Question: Did 40% uplift on Zen IPC include boost from SMT? AMD: No, that was just 1-thread improvement. #HotChips
Nice!

Now that clears so many murky waters...

(@Daniel_Bowers): https://twitter.com/Daniel_Bowers?s=09

AMD: "One of our biggest improvements [in Zen] was adding a large op cache" #HotChips

AMD's Mike Clark now on stage talking Zen. "As lead architect, I got to name it" #HotChips

AMD: "We threw SMT on top [of Zen] to give you performance when you need it" #HotChips

@addisonsnell asked Intel "What about server Skylake?" but got a "no comment" response. #HotChips

"Best part about #HotChips is Q&A, when an Intel engineer stands up to pepper AMD for clarifications"



Sent from HTC 10
(Opinions are own)
 

The Stilt

Golden Member
Dec 5, 2015
1,709
3,057
106
I don't think anyone actually ever expected the additional performance from SMT to be included in the quoted 40%. If they did, that would have been a disaster.
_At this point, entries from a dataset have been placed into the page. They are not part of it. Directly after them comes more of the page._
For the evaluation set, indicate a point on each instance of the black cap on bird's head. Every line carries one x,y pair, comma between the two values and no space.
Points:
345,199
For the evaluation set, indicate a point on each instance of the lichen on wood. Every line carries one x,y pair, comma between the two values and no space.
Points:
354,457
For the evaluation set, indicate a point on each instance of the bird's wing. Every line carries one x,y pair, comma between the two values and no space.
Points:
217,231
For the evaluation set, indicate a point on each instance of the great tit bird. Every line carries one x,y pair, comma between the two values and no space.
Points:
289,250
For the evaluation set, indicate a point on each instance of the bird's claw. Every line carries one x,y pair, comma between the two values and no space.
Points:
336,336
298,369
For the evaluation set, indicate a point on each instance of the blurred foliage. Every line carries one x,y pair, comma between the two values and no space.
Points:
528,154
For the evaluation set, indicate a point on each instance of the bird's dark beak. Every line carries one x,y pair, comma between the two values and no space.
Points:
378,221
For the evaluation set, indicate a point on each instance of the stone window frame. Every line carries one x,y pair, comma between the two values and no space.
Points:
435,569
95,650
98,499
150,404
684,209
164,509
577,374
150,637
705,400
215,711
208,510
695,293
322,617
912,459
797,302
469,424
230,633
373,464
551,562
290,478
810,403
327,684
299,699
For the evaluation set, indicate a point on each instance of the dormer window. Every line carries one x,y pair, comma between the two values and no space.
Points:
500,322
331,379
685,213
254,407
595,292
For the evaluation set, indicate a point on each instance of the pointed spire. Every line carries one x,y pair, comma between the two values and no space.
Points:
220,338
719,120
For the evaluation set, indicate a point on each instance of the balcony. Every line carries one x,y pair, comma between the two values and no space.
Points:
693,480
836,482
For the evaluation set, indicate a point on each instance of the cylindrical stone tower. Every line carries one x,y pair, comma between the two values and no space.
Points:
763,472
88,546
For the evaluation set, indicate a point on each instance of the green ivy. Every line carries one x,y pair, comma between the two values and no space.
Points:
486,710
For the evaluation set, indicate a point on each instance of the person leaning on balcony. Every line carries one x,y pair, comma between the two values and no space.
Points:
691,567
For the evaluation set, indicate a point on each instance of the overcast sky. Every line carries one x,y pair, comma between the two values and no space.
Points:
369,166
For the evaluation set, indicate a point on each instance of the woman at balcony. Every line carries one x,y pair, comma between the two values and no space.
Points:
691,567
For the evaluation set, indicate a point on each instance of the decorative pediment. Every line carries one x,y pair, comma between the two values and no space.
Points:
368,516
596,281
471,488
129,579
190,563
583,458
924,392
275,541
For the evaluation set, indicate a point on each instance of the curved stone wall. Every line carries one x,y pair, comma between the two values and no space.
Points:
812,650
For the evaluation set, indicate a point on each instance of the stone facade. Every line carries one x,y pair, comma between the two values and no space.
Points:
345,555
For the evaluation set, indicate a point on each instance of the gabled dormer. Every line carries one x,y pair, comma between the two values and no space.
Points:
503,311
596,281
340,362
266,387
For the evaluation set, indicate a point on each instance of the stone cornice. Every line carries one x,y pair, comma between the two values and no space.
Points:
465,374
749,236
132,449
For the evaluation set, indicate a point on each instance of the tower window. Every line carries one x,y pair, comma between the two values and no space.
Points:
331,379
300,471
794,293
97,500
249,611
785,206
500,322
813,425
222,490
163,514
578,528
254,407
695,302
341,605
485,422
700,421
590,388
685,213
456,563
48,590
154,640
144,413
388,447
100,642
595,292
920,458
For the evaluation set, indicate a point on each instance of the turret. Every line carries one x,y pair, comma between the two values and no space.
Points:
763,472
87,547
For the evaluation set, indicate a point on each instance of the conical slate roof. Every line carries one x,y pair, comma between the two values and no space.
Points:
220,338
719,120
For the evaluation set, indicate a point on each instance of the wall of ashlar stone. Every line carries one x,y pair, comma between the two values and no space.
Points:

The only remaining question was / is the yield AMD's SMT implementation produces.
 

Dresdenboy

Golden Member
Jul 28, 2003
1,730
554
136
citavia.blog.de
I've heard that the SMT implementation on Zen would have a very large switching penalty. Meaning that it is not ideal to utilize a single thread on each physical core, and then switch to two threads per each physical core (or vice versa). Any idea why would that be the case with Zen?
No further info so far. 3 initial hypotheses:
1) They simply need to let that 1T finish w/o further fetch to clear internal ressources.
2) There is some OS stuff involved.
3) To me less likely: power gating.

But a thread switch comes with a cost anyway.

I don't think anyone actually ever expected the additional performance from SMT to be included in the quoted 40%. If they did, that would have been a disaster. The only remaining question was / is the yield AMD's SMT implementation produces.
Sure, seeing XV and Zen side by side this is clear for many uarch enthusiasts. But official statements are better for the masses.
 

KTE

Senior member
May 26, 2016
478
130
76
I don't think anyone actually ever expected the additional performance from SMT to be included in the quoted 40%. If they did, that would have been a disaster. The only remaining question was / is the yield AMD's SMT implementation produces.
Sure, seeing XV and Zen side by side this is clear for many uarch enthusiasts. But official statements are better for the masses.
I maybe a minority but I certainly doubted the 40% single thread average IPC over EXC claim. To me, every impartial, scientific individual would probably do similar before performance hard data and release are available. Or at least reserve some doubt.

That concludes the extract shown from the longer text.